You NEVER bill the fracture code after the initial treatment for the fracture. You use only the V code for healing fracture. Every time you use the fracture code you indicate that in addition to the healing fracture , the patient now has a new acute fracture. This happened to a patient years ago and they were denied employment as the prospective employer requested to see the their patient profile from the insurance since the job was extremely high risk. The patient profile showed numerous fractures but the patient actually only had one. The dx codes belong to the patient so always code the diagnosi from that perspective, your codes can and do cause harm to the patient when they are incorrectly applied.
 
You NEVER bill the fracture code after the initial treatment for the fracture. You use only the V code for healing fracture. Every time you use the fracture code you indicate that in addition to the healing fracture , the patient now has a new acute fracture. This happened to a patient years ago and they were denied employment as the prospective employer requested to see the their patient profile from the insurance since the job was extremely high risk. The patient profile showed numerous fractures but the patient actually only had one. The dx codes belong to the patient so always code the diagnosi from that perspective, your codes can and do cause harm to the patient when they are incorrectly applied.

wrong diagnosis can affect when a patient goes for insurance (i.e. life insurance).
 
V Codes

DMitchell,

Can you let me know of any good articles on V-Coding, not only for fractures, but post-ops,
etc.?

Still not sure I agree with posting V Code for fracture care first, especially when patient is also xrayed on the follow-up orthocare appt, and the actual date of injury is on the claim, which should tell the insurance this is not a new fracture??? Just my train of thought, which I know is not the way I am supposed to be billing.

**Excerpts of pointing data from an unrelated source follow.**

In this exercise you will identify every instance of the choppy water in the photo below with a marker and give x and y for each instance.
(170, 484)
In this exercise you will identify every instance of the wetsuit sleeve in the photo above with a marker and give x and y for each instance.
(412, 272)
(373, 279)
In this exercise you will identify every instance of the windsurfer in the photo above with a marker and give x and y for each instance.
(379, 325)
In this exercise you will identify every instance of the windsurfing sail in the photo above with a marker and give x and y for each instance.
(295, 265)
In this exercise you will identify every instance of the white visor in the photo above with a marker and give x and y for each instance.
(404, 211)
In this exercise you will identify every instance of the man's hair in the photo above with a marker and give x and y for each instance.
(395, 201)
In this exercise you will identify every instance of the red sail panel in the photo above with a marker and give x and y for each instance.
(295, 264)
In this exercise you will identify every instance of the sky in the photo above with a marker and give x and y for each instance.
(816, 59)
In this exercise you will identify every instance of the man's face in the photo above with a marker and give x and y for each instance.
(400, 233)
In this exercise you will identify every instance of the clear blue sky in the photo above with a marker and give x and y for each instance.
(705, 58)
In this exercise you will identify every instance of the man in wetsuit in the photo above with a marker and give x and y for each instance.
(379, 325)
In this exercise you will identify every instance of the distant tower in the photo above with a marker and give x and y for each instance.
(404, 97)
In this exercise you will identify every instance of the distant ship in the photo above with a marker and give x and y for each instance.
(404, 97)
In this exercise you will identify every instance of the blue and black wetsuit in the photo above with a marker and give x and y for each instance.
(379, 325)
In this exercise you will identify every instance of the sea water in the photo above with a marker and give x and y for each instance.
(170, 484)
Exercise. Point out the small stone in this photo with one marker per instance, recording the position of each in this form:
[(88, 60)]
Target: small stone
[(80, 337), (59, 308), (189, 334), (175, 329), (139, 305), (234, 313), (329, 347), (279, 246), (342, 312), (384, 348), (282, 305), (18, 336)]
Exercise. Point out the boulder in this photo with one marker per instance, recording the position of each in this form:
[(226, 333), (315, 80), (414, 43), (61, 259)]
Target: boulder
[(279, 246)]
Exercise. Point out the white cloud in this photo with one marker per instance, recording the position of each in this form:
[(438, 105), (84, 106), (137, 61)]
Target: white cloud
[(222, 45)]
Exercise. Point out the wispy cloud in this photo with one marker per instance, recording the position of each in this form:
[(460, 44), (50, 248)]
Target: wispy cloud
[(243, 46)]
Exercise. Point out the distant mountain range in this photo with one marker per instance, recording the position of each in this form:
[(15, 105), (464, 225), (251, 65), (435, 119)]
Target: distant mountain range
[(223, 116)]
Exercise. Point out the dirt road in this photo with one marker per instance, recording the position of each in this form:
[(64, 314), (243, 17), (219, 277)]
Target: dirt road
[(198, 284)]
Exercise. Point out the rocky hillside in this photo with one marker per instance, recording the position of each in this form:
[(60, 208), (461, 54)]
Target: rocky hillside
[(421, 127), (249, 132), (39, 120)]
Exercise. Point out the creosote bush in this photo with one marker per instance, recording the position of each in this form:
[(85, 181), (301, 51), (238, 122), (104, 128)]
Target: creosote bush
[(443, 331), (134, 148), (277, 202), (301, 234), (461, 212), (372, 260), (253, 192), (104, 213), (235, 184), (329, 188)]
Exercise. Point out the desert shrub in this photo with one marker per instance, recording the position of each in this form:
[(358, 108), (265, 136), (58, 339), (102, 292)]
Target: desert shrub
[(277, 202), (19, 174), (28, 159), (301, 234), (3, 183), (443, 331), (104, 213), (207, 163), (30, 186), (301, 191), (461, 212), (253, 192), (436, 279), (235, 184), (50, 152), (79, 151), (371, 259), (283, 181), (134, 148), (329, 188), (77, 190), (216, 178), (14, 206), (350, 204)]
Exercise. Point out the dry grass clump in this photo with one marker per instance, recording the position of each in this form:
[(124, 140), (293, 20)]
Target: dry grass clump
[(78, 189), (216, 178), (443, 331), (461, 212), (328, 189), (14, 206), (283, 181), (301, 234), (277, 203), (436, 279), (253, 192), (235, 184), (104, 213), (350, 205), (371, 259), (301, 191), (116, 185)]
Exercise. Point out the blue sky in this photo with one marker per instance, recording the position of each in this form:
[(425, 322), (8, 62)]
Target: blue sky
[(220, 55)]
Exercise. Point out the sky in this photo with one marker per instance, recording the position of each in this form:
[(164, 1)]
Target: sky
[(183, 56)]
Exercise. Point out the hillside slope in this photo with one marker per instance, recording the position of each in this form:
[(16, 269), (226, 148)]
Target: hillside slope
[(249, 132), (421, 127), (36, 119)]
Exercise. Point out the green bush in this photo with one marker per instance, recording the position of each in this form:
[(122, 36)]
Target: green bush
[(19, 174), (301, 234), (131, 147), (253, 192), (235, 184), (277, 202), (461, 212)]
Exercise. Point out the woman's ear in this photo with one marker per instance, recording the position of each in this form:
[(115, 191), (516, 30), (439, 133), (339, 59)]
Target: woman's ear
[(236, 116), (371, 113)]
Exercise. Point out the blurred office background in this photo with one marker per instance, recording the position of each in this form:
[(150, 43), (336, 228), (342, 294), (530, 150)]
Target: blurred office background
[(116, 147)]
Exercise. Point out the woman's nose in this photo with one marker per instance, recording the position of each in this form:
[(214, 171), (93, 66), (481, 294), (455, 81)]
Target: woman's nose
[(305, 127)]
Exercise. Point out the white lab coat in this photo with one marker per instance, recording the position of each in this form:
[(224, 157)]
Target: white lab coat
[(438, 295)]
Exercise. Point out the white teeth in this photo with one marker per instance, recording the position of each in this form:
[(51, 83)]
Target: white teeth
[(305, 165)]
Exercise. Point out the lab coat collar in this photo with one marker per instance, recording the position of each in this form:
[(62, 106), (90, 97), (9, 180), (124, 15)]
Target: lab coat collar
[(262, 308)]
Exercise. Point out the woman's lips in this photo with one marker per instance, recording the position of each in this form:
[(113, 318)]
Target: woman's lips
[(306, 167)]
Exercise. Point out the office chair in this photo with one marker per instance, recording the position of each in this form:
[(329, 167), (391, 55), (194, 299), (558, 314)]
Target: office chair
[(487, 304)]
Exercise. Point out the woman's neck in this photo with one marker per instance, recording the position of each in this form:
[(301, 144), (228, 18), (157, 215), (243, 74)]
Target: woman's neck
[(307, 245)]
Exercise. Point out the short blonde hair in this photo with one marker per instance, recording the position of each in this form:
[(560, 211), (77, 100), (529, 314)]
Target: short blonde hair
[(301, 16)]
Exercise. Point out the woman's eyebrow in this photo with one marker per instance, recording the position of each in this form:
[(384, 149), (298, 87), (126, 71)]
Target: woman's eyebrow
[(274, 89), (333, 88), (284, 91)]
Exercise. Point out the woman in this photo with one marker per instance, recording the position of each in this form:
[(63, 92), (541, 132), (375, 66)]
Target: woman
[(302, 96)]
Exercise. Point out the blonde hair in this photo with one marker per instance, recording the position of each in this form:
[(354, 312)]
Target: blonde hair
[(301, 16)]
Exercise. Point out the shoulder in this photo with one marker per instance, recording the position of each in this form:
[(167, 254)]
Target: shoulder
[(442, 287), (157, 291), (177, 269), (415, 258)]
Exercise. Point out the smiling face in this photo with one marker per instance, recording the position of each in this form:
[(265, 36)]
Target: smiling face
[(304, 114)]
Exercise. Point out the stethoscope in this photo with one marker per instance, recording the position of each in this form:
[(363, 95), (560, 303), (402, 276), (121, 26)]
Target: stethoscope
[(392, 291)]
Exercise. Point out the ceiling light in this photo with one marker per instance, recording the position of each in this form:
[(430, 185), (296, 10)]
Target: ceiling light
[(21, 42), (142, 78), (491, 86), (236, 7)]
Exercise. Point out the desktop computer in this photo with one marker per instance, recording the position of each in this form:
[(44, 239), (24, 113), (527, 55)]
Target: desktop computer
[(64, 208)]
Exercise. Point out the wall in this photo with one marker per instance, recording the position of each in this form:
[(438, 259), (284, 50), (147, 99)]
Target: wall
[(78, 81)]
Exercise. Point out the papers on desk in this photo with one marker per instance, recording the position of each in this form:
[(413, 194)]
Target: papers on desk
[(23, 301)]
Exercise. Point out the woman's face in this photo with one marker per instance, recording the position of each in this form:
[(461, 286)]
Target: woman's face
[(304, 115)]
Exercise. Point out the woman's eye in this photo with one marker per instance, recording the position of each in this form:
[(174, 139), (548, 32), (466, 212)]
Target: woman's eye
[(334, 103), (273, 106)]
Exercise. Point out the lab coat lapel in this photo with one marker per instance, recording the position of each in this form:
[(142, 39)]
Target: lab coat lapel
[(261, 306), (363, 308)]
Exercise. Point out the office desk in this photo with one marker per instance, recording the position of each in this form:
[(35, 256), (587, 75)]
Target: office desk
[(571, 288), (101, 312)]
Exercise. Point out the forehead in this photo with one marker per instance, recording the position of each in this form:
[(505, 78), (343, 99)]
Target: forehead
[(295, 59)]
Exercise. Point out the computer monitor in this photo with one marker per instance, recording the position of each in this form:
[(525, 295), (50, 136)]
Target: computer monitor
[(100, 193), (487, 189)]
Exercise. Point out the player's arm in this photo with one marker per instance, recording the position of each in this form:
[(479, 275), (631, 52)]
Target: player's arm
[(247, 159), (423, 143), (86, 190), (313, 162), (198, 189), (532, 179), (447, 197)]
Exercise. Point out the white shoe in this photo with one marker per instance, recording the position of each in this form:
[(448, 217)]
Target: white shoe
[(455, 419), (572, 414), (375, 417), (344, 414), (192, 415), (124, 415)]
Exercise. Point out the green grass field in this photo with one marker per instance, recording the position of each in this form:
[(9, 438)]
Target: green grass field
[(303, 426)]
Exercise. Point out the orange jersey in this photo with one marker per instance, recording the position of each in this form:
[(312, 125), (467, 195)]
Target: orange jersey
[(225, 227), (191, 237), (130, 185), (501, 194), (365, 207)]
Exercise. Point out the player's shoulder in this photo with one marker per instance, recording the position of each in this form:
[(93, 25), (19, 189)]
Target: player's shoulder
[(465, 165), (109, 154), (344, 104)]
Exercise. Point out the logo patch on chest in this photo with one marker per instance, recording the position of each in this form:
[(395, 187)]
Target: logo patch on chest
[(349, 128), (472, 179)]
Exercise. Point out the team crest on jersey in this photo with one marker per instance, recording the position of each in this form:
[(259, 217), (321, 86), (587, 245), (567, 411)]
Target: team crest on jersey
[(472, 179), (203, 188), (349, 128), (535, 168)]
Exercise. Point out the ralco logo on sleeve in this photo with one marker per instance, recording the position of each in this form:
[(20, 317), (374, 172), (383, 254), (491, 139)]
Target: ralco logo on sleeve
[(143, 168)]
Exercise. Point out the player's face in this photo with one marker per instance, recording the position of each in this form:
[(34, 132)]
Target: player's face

Do you bill global care [90 days] for your fracture patients?

I also find it easier to bill itemized charges, i.e. e/m visit plus xray versus doing a global fracture code and fee. I find most patients get upset as they don't understand global fracture care, and especially the one-time fee they see on the EOB, and the fact that it is listed as a surgical code.

Just brushing up on my coding and would like some input on how other ortho coders are handling their billing.

Thanks
 
Coding clinic 3rd quarter 2000 I believe was the year stated that after the initial treatment of the fracture the fracture can no longer be used it must be coded as what it is, ie, a healing fracture which is the v 54.- code or non-healing or malunion which are specific codes, but what it is not is an acute fracture.
 
I work for a trauma group---we see a LOT of worker's comp cases. I understand what the real coding rules state, However, I tend to see a lot of denials when I use the V-code. They're looking for the acute diagnosis.
 
While it is not considered correct coding, most of the workers comp carriers that I have dealt with and especially the carrier for Federal Employees require you to use the diagnosis code that was approved for the injury no matter how far out you are.